# Laser Sights



## qpoint (Apr 5, 2009)

Hey all...

Any recommendations on a reasonaly priced green laser sight model (built in - installed) "not rail mount", for the PX4 .9 or .40?

thanks,


----------



## Pistolero (Mar 6, 2009)

There are currently no internal green lasers. Crimson Trace (laser grips) is still totally red and so is Lasermax, the maker of the famous internal guide-rod laser. I'm praying the day will come soon but right now it hasn't made it to market. The smallest available green laser is the Lasermax "Unimax," a smallish rail mounted unit.


----------



## DevilsJohnson (Oct 21, 2007)

I've seen some green and red ones that mount to a rail under the bbl. but most of them I have sen were brands I have no idea who made them and if they were any good. eBay has tons of them. My wife bought me a red one of the type a while back. I don't much like them on my weapons but I did play wit hit for a while. I liked to drive my cats nuts shining it all over the house (it wasn't on a gun when I did this).
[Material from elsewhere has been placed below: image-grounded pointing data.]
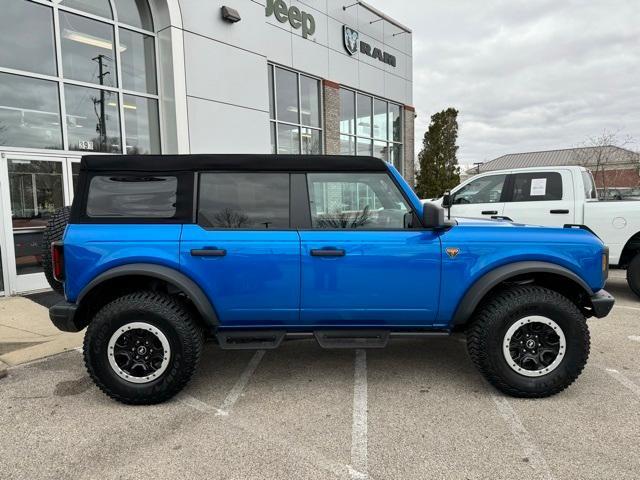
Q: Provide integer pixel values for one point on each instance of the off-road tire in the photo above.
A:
(500, 312)
(164, 312)
(633, 274)
(54, 232)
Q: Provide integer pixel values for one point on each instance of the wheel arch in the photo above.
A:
(546, 274)
(140, 276)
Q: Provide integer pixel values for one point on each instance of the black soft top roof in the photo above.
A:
(231, 162)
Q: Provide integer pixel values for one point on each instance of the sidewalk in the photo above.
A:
(27, 334)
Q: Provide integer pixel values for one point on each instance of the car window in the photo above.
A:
(482, 190)
(533, 187)
(255, 201)
(355, 200)
(129, 196)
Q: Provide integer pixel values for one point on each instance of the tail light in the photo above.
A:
(57, 260)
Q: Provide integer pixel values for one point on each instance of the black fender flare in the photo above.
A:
(484, 284)
(167, 274)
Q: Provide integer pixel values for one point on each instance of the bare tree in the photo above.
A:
(601, 152)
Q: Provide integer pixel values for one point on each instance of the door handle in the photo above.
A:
(208, 252)
(326, 252)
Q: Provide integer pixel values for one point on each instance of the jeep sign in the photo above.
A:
(296, 17)
(351, 39)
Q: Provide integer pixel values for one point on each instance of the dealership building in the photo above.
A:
(186, 76)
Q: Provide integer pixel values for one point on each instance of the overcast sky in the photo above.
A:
(525, 75)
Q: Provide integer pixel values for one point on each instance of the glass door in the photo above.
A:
(37, 187)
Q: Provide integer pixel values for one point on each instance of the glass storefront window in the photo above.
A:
(141, 125)
(288, 138)
(29, 112)
(378, 127)
(363, 115)
(311, 141)
(93, 120)
(100, 8)
(26, 36)
(135, 13)
(87, 50)
(309, 105)
(138, 57)
(294, 112)
(36, 193)
(286, 96)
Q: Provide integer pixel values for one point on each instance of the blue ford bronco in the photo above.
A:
(158, 253)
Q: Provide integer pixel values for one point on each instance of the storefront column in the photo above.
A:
(331, 100)
(409, 161)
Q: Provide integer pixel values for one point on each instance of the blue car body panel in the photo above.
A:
(257, 282)
(91, 249)
(385, 278)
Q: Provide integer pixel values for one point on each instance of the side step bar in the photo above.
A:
(270, 339)
(250, 339)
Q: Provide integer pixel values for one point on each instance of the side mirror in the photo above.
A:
(432, 216)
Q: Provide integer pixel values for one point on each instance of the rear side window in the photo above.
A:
(533, 187)
(127, 196)
(256, 201)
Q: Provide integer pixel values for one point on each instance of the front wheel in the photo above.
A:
(142, 348)
(529, 341)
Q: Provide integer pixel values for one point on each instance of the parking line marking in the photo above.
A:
(520, 433)
(627, 306)
(240, 385)
(623, 380)
(358, 468)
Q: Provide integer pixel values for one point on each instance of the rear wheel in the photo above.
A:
(142, 348)
(529, 341)
(633, 274)
(53, 232)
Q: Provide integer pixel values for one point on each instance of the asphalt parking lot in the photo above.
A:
(417, 409)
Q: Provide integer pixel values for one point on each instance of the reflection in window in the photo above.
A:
(135, 13)
(129, 196)
(288, 138)
(87, 50)
(141, 124)
(137, 54)
(378, 127)
(294, 130)
(29, 112)
(100, 8)
(93, 121)
(287, 95)
(35, 189)
(26, 36)
(244, 200)
(354, 200)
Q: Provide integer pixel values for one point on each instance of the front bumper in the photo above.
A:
(602, 303)
(63, 315)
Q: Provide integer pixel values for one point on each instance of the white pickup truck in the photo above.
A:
(554, 196)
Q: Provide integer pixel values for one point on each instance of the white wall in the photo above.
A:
(225, 65)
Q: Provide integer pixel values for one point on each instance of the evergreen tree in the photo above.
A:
(439, 170)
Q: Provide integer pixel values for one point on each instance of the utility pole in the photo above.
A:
(101, 128)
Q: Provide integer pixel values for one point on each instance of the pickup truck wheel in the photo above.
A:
(529, 341)
(142, 348)
(633, 274)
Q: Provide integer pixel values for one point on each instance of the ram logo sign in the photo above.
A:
(353, 44)
(350, 39)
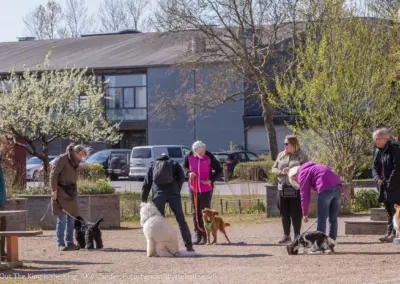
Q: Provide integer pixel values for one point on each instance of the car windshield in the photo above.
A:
(141, 153)
(222, 157)
(34, 161)
(98, 158)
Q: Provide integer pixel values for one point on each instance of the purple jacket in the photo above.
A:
(320, 177)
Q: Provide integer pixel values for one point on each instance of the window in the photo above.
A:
(251, 156)
(141, 153)
(127, 97)
(175, 152)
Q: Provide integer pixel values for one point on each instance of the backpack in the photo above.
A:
(163, 173)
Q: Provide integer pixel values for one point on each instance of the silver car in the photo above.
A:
(32, 167)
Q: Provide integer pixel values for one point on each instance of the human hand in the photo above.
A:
(285, 171)
(54, 195)
(192, 175)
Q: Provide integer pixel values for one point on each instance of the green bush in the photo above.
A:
(364, 171)
(366, 199)
(101, 186)
(91, 173)
(256, 171)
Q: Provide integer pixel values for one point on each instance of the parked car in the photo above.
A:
(114, 161)
(143, 156)
(232, 158)
(33, 166)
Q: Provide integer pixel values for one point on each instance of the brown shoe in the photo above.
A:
(387, 238)
(285, 239)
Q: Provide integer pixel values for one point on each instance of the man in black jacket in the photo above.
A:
(386, 173)
(168, 192)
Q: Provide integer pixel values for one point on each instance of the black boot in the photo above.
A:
(203, 239)
(189, 248)
(198, 240)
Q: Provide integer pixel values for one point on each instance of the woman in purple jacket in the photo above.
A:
(202, 169)
(329, 189)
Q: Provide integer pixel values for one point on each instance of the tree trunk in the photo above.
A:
(46, 165)
(268, 115)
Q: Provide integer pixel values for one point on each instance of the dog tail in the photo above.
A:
(96, 225)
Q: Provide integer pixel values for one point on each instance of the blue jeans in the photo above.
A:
(65, 223)
(329, 202)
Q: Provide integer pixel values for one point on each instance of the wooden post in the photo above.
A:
(12, 249)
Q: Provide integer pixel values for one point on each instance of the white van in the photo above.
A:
(143, 156)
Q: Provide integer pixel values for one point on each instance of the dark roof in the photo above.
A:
(127, 49)
(95, 52)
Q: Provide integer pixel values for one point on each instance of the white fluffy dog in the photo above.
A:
(162, 239)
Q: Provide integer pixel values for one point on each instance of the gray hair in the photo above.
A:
(293, 172)
(197, 146)
(82, 149)
(381, 133)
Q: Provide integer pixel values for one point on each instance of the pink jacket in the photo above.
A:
(202, 168)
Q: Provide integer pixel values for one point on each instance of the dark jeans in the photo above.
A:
(176, 206)
(329, 202)
(203, 201)
(390, 211)
(290, 209)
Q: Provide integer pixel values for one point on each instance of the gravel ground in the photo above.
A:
(253, 257)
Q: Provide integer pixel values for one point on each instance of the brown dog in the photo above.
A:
(212, 224)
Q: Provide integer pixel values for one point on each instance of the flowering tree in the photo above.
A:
(42, 105)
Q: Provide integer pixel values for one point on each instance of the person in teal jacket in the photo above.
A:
(3, 220)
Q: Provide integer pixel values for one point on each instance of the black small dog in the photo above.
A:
(317, 240)
(85, 234)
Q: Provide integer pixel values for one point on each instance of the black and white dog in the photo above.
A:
(86, 235)
(316, 240)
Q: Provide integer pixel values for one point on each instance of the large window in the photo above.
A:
(127, 97)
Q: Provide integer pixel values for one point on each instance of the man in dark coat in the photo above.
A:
(386, 173)
(168, 192)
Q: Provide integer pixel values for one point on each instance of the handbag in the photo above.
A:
(288, 191)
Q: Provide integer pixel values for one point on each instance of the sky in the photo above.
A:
(13, 11)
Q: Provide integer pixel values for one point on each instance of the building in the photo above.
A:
(137, 66)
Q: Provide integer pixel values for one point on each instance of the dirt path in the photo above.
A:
(254, 259)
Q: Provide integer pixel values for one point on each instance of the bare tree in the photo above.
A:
(135, 10)
(113, 16)
(251, 40)
(77, 19)
(45, 21)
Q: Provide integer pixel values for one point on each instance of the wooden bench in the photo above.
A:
(12, 243)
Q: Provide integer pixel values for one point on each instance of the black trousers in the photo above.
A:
(390, 211)
(290, 209)
(203, 201)
(175, 203)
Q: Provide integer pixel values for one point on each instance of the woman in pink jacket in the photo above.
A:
(202, 169)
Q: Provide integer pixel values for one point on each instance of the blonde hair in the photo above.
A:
(292, 140)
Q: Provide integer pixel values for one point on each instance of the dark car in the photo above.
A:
(114, 161)
(232, 158)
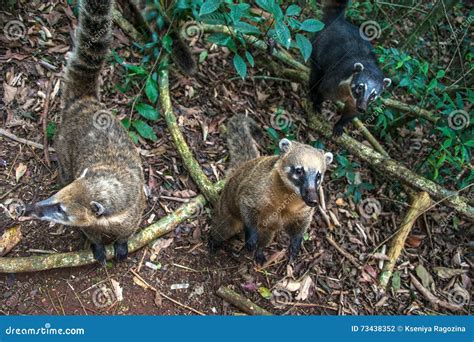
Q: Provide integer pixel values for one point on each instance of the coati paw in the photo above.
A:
(260, 257)
(121, 251)
(337, 131)
(98, 250)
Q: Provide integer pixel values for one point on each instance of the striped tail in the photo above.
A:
(93, 38)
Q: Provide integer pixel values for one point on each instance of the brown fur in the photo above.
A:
(98, 161)
(259, 194)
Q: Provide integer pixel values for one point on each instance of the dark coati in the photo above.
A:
(343, 66)
(99, 165)
(140, 14)
(266, 194)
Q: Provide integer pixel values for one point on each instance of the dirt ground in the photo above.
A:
(325, 282)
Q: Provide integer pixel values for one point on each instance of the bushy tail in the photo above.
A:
(93, 37)
(241, 134)
(333, 9)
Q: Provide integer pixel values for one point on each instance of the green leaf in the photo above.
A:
(250, 59)
(147, 111)
(209, 6)
(264, 292)
(311, 25)
(151, 90)
(293, 10)
(240, 66)
(144, 130)
(283, 34)
(304, 45)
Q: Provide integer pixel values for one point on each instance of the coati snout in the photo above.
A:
(304, 167)
(366, 86)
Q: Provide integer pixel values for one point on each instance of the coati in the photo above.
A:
(265, 194)
(343, 66)
(140, 14)
(99, 166)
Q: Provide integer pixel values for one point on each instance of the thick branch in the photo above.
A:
(419, 204)
(193, 167)
(142, 238)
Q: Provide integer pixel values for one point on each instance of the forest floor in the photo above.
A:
(321, 281)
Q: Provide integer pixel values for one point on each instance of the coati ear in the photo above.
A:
(358, 67)
(328, 158)
(97, 208)
(284, 145)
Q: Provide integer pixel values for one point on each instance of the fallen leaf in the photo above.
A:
(305, 287)
(425, 276)
(9, 239)
(447, 273)
(20, 171)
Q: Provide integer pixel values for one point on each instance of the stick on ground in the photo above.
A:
(241, 302)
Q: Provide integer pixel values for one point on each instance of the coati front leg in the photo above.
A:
(98, 248)
(296, 231)
(348, 114)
It did seem to work for a pretty long time before the batteries went dead. An I had found the batteries at a local jeweler. I'm sure Walmart has them too. Like I said I'm not sure how good they are being I did not have a quality one to compare it to. It went a pretty long way. I shot the beam out the back door to one of the barns here that's about 60-70 yards away and it was easy to see in the dusk light at the end of the day. I guess that's pretty good.


----------



## qpoint (Apr 5, 2009)

I think "Viridian" makes internal green laser sights. Think you have to have a shop install it or the company; check out the website and let me know what you think?


----------